4.2. is_uniqued [alg.is.uniqued]

Note: This wording is copied straight from [is.sorted], with these mechanical replacements: is_sorted becomes is_uniqued, is_sorted_until becomes adjacent_find, Compare comp becomes BinaryPredicate pred (cf. [alg.adjacent.find]), indirect_strict_weak_order becomes indirect_binary_predicate (ditto), and ranges::less becomes ranges::equal_to (ditto).

Add this new section between [alg.adjacent.find] and [alg.count].

template<class ForwardIterator>
  constexpr bool is_uniqued(ForwardIterator first, ForwardIterator last);

Returns: adjacent_find(first, last) == last.

template<class ExecutionPolicy, class ForwardIterator>
  bool is_uniqued(ExecutionPolicy&& exec,
                  ForwardIterator first, ForwardIterator last);

Returns: adjacent_find(std::forward<ExecutionPolicy>(exec), first, last) == last.

template<class ForwardIterator, class BinaryPredicate>
  constexpr bool is_uniqued(ForwardIterator first, ForwardIterator last,
                            BinaryPredicate pred);

Returns: adjacent_find(first, last, pred) == last.
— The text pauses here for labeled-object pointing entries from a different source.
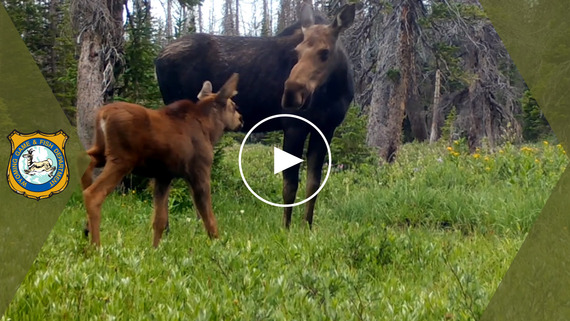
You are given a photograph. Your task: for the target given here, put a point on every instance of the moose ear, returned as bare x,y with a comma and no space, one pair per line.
228,90
344,18
206,90
307,17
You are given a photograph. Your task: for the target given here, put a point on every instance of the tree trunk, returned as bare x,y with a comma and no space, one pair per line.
200,22
395,90
100,25
90,90
437,120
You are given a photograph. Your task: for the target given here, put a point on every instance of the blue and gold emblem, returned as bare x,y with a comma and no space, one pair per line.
38,166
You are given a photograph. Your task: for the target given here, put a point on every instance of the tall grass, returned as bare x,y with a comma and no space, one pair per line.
426,238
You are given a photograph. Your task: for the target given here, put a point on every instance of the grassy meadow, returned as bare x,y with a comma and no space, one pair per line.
426,238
template<class ExecutionPolicy, class ForwardIterator, class BinaryPredicate>
  bool is_uniqued(ExecutionPolicy&& exec,
                  ForwardIterator first, ForwardIterator last,
                  BinaryPredicate pred);

Returns: adjacent_find(std::forward<ExecutionPolicy>(exec), first, last, pred) == last.

template<forward_iterator I, sentinel_for<I> S, class Proj = identity,
         indirect_binary_predicate<projected<I, Proj>,
                                   projected<I, Proj>> Pred = ranges::equal_to>
  constexpr bool ranges::is_uniqued(I first, S last, Pred pred = {}, Proj proj = {});
template<forward_range R, class Proj = identity,
         indirect_binary_predicate<projected<iterator_t<R>, Proj>,
                                   projected<iterator_t<R>, Proj>> Pred = ranges::equal_to>
  constexpr bool ranges::is_uniqued(R&& r, Pred pred = {}, Proj proj = {});

Returns: ranges::adjacent_find(first, last, pred, proj) == last.

4.3. Header <version> synopsis [version.syn]

Modify [version.syn] as follows:

#define __cpp_lib_is_swappable                      201603L // freestanding, also in <type_traits>
#define __cpp_lib_is_uniqued                        20XXYYL // also in <algorithm>
#define __cpp_lib_is_within_lifetime                202306L // also in <type_traits>